Gli scarsi dettagli forniti sono poi un vero boomerang per la credibilità di questa storia.
  • Tolto il lancio d'agenzia, i nomi di Ledovsky, Shiborin, Mitkov e Gromova sono del tutto sconosciuti. Nonostante la glasnost e la caduta dell'URSS negli archivi non si è trovato nulla che li riguardi.
  • Kapustin Jar è un poligono di tiro che non ha mai lanciato i razzi R-7 usati per lo Sputnik, per Laika, per le sonde lunari e per le capsule con equipaggio. Questi sono partiti sempre da Tjuratam.
  • Il razzo R-5 non poteva lanciare una capsula Vostok. Non sono esistite altre capsule. Korolëv e i suoi collaboratori dell'OKB-1 fecero alcuni disegni preliminari per capsule suborbitali adatte a un R-5 (e anche a vettori più arcaici): per esempio gli schizzi in apertura del post (tratti da A. Siddiqi, Challange to Apollo, vol. 1, edito dalla NASA) illustrano le cinque capsule proposte per un lancio con il vettore R-2. Non se ne fece niente, perché i vertici politici e militari non erano interessati. Quando furono interessati non se ne fece niente perché ormai era in sviluppo il vettore R-7 che offriva la potenza per un lancio orbitale. Ad ogni modo la capsula Vostok, lanciabile con gli R-7, non fu pronta prima del 1960.
  • L'idea che Mitko sia stata lanciato per un volo verso la Luna nel 1959, prima ancora di essere riusciti a compiere un lancio suborbitale senza ammazzare il pilota, è a dir poco ridicola. La prima capsula che sia riuscita a compiere un simile tragitto e a tornare a terra fu la Zond 5, lanciata da Tyuratam il 15 di settembre del 1968, quasi dieci anni più tardi, e soprattutto senza cosmonauti a bordo.
  • Immagine del missile Burya che lascia la rampa di lancio.
    Un missile da crociera Burja, progetto dell'ufficio 
    tecnico Lavočkin, lascia la rampa di lancio.
  • Maria Gromova morirebbe ai comandi di un Burja. Progetto dell'ufficio Lavočkin, il Burja era un missile da crociera intercontinentale e trisonico. Come gli altri progetti della sua classe, l'americano Navaho e i sovietici Buran e Zvezda, non arrivò oltre qualche lancio di prova - per altro quasi sempre coronato da un insuccesso. L'evoluzione dei missili antiaerei e l'invulnerabilità a questi dei missili balistici lo resero inutile. L'ufficio aveva effettivamente accarezzato il sogno di trasformarlo in un aereo spaziale, ma i lavori non andarono avanti.

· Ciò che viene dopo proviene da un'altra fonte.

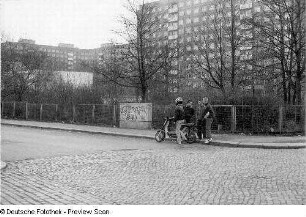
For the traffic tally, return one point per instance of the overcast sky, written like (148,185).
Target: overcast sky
(84,23)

Conclusioni: storie da Guerra fredda


Era fuor di dubbio che entrambe le potenze si stessero preparando per lanciare gli uomini nello spazio. Ognuna procedeva moltiplicando incessantemente i suoi sforzi per non farsi soffiare un primato così ambito. Il lancio tanto agognato era ormai nell'aria.

Nel dicembre del '59 l'Unione Sovietica era alla guida della corsa allo spazio. Ogni pietra miliare era stata posta dai Sovietici, ovunque erano arrivati prima. Nello stesso tempo la NASA aveva sperimentato soprattutto ritardi e alcuni veri e propri disastri. Disastri che erano sotto gli occhi di tutti e umiliavano gli Stati Uniti d'America.

Solo in una situazione del genere era possibile che storie come queste, spesso così irrealistiche, potessero ottenere tanta eco e addirittura l'avvallo di uomini di scienza. Per un'opinione pubblica preoccupata dai progressi tecnologici dell'avversario comunista, progressi di cui si prevedevano i riflessi militari, era rassicurante sentirsi raccontare che il nemico era meno invincibile di quanto sembrasse e che era come lo si immaginava: un Moloch che passava sopra ogni cosa, anche sopra la vita dei suoi uomini.